“胡桑!开门!我的知道你在家!快快的开门!”
门外传来蹩脚的中文,伴随着愈发不耐的敲门声,最后变成了粗暴的踹门声——咣!咣!咣!
田成和刘文舟对视一眼,几乎同时将手伸向腰后——那里藏着上了膛的驳壳枪。两人的眼神在瞬间完成交流:如果情况不对,就硬闯出去!
就在这时,胡长德站了起来。他眼中的醉意早已不翼而飞,取而代之的是复杂的决绝之色。
你们别轻举妄动!“门外是长野三郎,禹城守备队的中队长,他每次来至少带一个班的士兵。你们现在出去就是送死!”
田成的手停在腰后,锐利的目光审视着胡长德:“胡站长,你……”
“我是什么人,我自己知道。”胡长德惨笑一声,脸上满是自嘲的说道,我是“汉奸、走狗、软骨头……可我不是傻子。你们根本不是商人,你们是来打鬼子的对不对?”
刘文舟正要开口,田成抬手制止了他,直视着胡长德的眼睛:“是又怎样?”
“好!好!”胡长德眼中突然涌上一层水光,却被他强行压了回去,“我胡长德不是好人,这辈子干尽了昧良心的事。可我老婆……”
他的声音哽咽了,手指向门外说道:“外面那个畜生!每次喝完酒了就来我家,让我去值夜班,然后……然后霸占我老婆!我能怎么办?我还有个一岁多的儿子”。
田成和刘文舟都愣住了。
“我想过杀了他!想过投八路!”胡长德咬着牙,声音从牙缝里挤出来,“可我胆小,我怕死……我只能拼命捞钱,把仓库里的东西偷出来卖给抗日的人,我知道那些西药、绷带、子弹都卖给了抗日武装……”
“咣当!”
门外又是一声巨响,这次不是踹门,而是枪托砸门的声音。
“胡桑!再不开门,我地撞门了!”
胡长德抹了把脸,迅速收拾情绪:“你们躲到后院柴房去!我应付他!记住,不管听到什么动静,都不要出来!明天,明天我想办法帮你们!”

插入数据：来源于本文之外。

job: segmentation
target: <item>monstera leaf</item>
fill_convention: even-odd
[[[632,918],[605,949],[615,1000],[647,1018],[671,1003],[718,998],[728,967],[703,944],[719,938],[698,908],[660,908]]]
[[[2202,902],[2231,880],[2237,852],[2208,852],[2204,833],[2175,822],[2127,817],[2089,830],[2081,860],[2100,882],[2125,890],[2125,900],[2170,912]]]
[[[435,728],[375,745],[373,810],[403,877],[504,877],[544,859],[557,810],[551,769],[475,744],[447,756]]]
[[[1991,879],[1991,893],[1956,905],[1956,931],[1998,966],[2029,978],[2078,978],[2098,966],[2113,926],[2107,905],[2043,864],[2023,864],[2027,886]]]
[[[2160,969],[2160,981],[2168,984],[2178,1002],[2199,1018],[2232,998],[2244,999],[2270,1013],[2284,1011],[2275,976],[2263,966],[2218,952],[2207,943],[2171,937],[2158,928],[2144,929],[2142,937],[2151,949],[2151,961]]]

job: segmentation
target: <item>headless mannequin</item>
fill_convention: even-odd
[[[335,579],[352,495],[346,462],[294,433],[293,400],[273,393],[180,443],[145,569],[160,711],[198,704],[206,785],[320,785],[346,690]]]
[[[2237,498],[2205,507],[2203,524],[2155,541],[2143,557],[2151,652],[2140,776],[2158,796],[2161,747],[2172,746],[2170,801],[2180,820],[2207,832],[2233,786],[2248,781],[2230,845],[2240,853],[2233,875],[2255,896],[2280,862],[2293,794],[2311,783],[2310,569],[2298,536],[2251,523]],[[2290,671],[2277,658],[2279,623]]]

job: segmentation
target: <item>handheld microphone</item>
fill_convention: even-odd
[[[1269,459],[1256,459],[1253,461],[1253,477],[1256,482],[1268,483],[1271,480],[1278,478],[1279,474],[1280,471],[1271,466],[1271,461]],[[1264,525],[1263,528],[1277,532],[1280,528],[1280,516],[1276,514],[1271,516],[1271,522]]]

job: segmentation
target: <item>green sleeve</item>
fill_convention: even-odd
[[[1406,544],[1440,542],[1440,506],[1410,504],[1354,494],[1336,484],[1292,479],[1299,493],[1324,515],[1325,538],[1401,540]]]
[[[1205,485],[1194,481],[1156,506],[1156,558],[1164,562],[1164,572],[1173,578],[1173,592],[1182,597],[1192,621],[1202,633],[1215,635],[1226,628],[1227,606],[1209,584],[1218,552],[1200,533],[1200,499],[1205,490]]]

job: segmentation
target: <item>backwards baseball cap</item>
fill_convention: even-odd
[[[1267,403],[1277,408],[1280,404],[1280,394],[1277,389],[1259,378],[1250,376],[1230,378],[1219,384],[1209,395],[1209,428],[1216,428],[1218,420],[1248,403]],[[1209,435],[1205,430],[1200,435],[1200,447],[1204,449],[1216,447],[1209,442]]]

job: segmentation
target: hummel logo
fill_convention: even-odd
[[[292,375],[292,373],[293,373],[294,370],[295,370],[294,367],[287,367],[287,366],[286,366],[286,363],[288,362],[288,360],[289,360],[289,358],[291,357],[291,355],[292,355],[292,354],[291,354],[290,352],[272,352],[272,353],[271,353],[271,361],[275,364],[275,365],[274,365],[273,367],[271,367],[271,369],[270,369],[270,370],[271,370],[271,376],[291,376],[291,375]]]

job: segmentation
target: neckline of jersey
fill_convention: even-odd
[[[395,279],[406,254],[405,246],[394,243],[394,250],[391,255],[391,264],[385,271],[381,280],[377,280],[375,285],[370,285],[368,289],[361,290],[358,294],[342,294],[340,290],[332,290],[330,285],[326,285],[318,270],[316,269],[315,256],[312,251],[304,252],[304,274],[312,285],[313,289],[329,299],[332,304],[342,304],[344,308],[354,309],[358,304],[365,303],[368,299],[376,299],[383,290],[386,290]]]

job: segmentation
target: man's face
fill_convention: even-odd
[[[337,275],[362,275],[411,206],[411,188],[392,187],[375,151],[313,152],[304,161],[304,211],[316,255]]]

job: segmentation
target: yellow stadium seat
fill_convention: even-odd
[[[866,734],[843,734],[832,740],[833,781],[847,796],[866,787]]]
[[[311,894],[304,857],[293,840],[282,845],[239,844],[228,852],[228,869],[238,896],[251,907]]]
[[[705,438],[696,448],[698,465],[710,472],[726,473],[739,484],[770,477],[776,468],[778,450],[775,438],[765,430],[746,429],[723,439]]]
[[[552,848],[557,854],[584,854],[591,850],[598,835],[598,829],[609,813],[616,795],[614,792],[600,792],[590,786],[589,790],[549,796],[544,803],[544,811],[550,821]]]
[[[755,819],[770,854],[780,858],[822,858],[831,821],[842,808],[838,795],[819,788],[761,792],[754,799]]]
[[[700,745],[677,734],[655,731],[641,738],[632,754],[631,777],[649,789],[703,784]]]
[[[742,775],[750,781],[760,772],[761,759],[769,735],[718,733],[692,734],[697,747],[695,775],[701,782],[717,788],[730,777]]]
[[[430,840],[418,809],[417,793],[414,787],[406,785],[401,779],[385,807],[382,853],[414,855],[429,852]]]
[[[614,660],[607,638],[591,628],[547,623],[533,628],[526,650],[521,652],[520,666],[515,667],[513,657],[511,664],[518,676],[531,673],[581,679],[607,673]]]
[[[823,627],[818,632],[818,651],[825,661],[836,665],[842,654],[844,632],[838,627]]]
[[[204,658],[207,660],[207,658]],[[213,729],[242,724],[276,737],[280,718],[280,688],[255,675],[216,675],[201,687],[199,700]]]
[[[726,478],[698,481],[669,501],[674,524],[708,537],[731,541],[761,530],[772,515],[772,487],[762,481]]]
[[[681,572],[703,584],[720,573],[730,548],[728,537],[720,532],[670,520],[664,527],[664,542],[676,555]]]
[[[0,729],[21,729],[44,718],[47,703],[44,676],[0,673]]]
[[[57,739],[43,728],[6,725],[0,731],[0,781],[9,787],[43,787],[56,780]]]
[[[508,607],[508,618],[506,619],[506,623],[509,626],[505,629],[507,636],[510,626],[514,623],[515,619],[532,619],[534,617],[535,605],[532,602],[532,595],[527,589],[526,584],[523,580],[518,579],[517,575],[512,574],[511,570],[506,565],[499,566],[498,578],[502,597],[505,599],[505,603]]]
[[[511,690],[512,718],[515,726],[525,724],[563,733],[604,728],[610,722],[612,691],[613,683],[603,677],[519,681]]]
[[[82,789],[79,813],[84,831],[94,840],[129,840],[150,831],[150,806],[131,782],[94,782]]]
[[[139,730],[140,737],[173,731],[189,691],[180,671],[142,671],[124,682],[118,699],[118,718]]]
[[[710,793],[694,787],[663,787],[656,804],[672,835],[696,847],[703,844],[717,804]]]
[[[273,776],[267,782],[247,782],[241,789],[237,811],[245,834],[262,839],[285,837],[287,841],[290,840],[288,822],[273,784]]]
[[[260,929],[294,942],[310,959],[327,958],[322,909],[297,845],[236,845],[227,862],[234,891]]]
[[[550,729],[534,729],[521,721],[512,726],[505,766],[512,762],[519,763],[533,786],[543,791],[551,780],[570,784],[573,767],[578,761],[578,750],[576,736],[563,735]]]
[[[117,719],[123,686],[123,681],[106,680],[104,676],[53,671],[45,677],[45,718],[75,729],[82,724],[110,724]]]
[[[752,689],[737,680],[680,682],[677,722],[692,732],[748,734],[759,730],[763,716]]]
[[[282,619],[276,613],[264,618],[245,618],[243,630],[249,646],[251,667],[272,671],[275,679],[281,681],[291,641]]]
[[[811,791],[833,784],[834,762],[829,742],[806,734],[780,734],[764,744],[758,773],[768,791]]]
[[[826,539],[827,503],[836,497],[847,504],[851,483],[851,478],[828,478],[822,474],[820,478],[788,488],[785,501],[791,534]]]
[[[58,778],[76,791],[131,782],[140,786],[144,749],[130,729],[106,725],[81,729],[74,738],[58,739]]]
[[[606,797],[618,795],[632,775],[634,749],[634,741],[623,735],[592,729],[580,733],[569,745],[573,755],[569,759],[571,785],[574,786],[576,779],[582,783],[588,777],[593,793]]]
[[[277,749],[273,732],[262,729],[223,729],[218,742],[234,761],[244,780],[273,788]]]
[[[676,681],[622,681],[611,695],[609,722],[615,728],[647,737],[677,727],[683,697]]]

他一边说,一边飞快地将田成和刘文舟用过的碗筷酒杯收了起来,又把酒壶”打翻了,酒水洒了一桌子。最后,他自己趴在桌上,装出一副烂醉如泥的样子。
田成深深看了他一眼,拉着刘文舟迅速闪进后院。
后院不大,堆满了杂物。两人刚躲进柴房中,前院就传来了门被踹开的声音,听脚步声至少有七八个人进了院子。
田成向外看去只见一个矮壮的中年小鬼子军官摇摇晃晃的走进了堂屋,身后跟着四个持枪的士兵,其余人守在院门口。
长野三郎穿着土黄色的军装,领口敞开,脸上泛着红晕,显然喝了不少酒。他走到桌前看着趴在桌上的胡长德。
“八嘎!胡桑你怎么喝醉了!”长野三郎用日语骂道,还抬脚踢了踢胡长德。
胡长德假装“迷迷糊糊”的抬起头,含糊不清的说道:“太……太君……您来了……我……我还能喝……”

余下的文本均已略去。